Nos últimos anos, o distanciamento das esquerdas das bases populares deixou um vácuo na política, agora ocupado por movimentos da direita que, estrategicamente, se mostram próximos das periferias, oferecendo uma atenção que, até então, era território da militância social. O problema não é o “pobre de direita” ou o eleitor que vota em candidatos conservadores. O verdadeiro dilema é como a esquerda, na busca pelo poder político, negligenciou as bases que, historicamente, sempre foram seu alicerce.
Muitos ativistas e militantes de esquerda migraram das ruas para os escritórios de campanhas e se transformaram em profissionais do voto, distantes das necessidades e dos rostos que compõem o dia a dia das comunidades. As vilas, os bairros periféricos e os lugares onde a luta por melhores condições de vida deveria ser contínua foram esquecidos ou, no máximo, lembrados apenas durante o período eleitoral. É aí que se revela o esvaziamento do trabalho de base: aqueles que realmente deveriam estar presentes, ouvindo e compreendendo os anseios do povo, desapareceram.
Enquanto isso, a direita, que também tem interesses eleitorais, se organiza em torno de temas como segurança, propriedade e melhorias concretas nas comunidades. É irônico, mas hoje são setores conservadores que se aproximam do eleitorado periférico, não porque são altruístas, mas porque entenderam que essa aproximação oferece uma base sólida para disputar o cenário político. Eles sabem que, sem essa base, qualquer projeto político desmorona.
Essa ausência de presença social dos movimentos progressistas não acontece por acaso. Nos últimos anos, uma bolha de classe média e classe média alta, formada em parte por intelectuais e militantes de esquerda, desenvolveu uma agenda de debate cada vez mais alienada das questões que afligem o cidadão comum. Debates sobre temas importantes como racismo e igualdade social ficaram restritos a um circuito fechado de pessoas com consciência política pré-estabelecida, mas que muitas vezes não enfrentam as dificuldades cotidianas de uma periferia. A quem interessa um discurso que não alcança o povo?

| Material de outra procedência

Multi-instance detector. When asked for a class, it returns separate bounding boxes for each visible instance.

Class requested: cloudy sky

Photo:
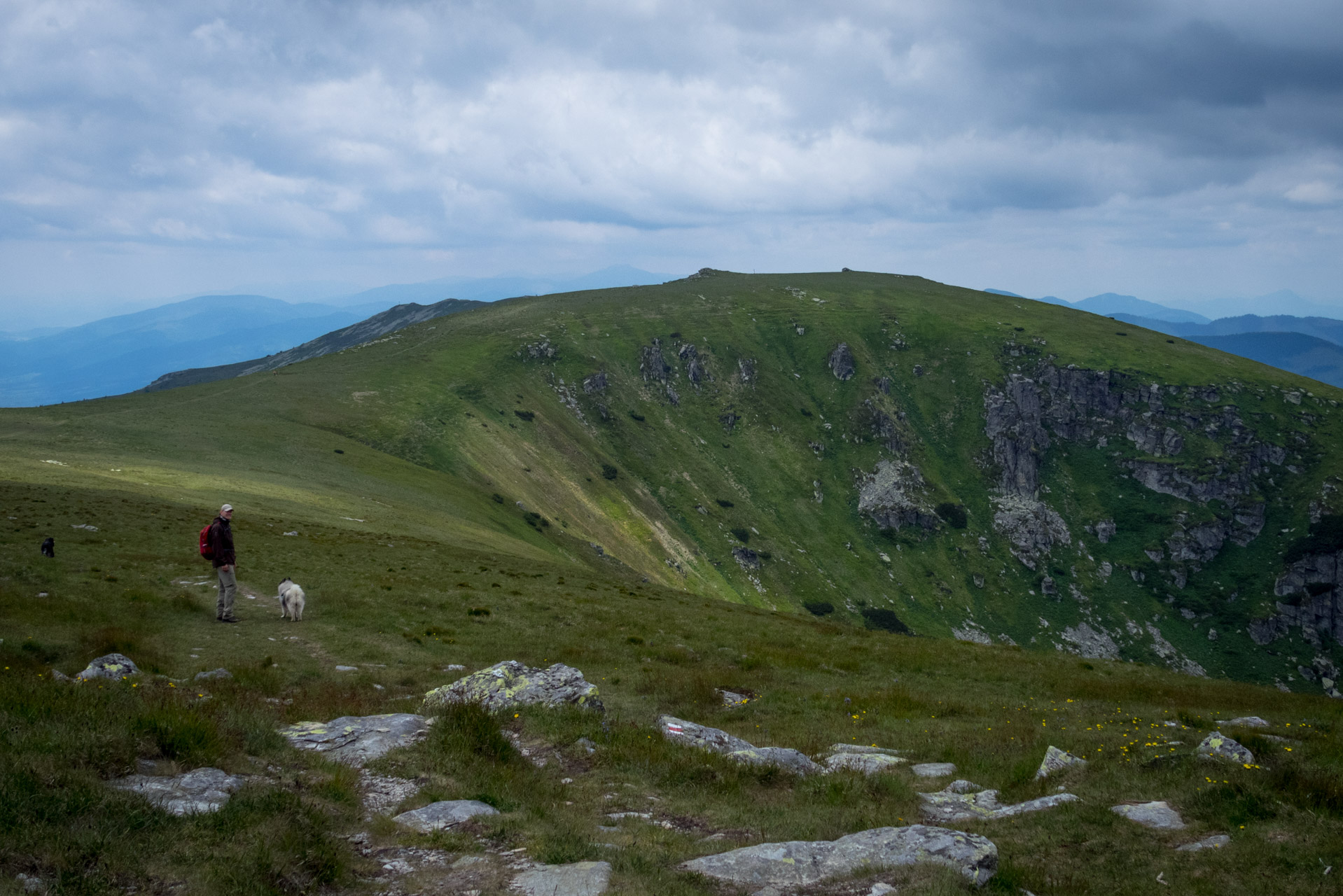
[0,0,1343,329]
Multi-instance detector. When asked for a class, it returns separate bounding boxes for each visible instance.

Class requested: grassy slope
[0,273,1343,681]
[0,275,1343,893]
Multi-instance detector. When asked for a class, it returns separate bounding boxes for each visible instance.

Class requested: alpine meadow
[0,269,1343,896]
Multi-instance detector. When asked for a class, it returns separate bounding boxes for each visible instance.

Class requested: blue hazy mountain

Se a esquerda não deseja ver suas fileiras encolhendo, é imperativo que retorne às ruas, aos bairros, às vilas, e que faça o verdadeiro trabalho de base, aquele que não se constrói em dias ou meses, mas em anos. É preciso entender que a luta política não se dá somente nas eleições; ela começa muito antes, na construção de laços, na solidariedade de quem está doente ou desempregado, na presença constante em cada bairro e esquina. Caso contrário, a esquerda corre o risco de se isolar em bolhas de ativismo performático, enquanto a direita, de olho nas oportunidades, expande sua influência onde realmente importa: nas bases populares.
Se a esquerda deseja ser um verdadeiro representante dos interesses populares, deve ir além das bolhas intelectuais e buscar entender a materialidade das condições de vida de cada cidadão. Afinal, uma base forte não é construída em discursos, mas na presença real e diária junto ao povo, nas lutas concretas e cotidianas que forjam a consciência política nas periferias.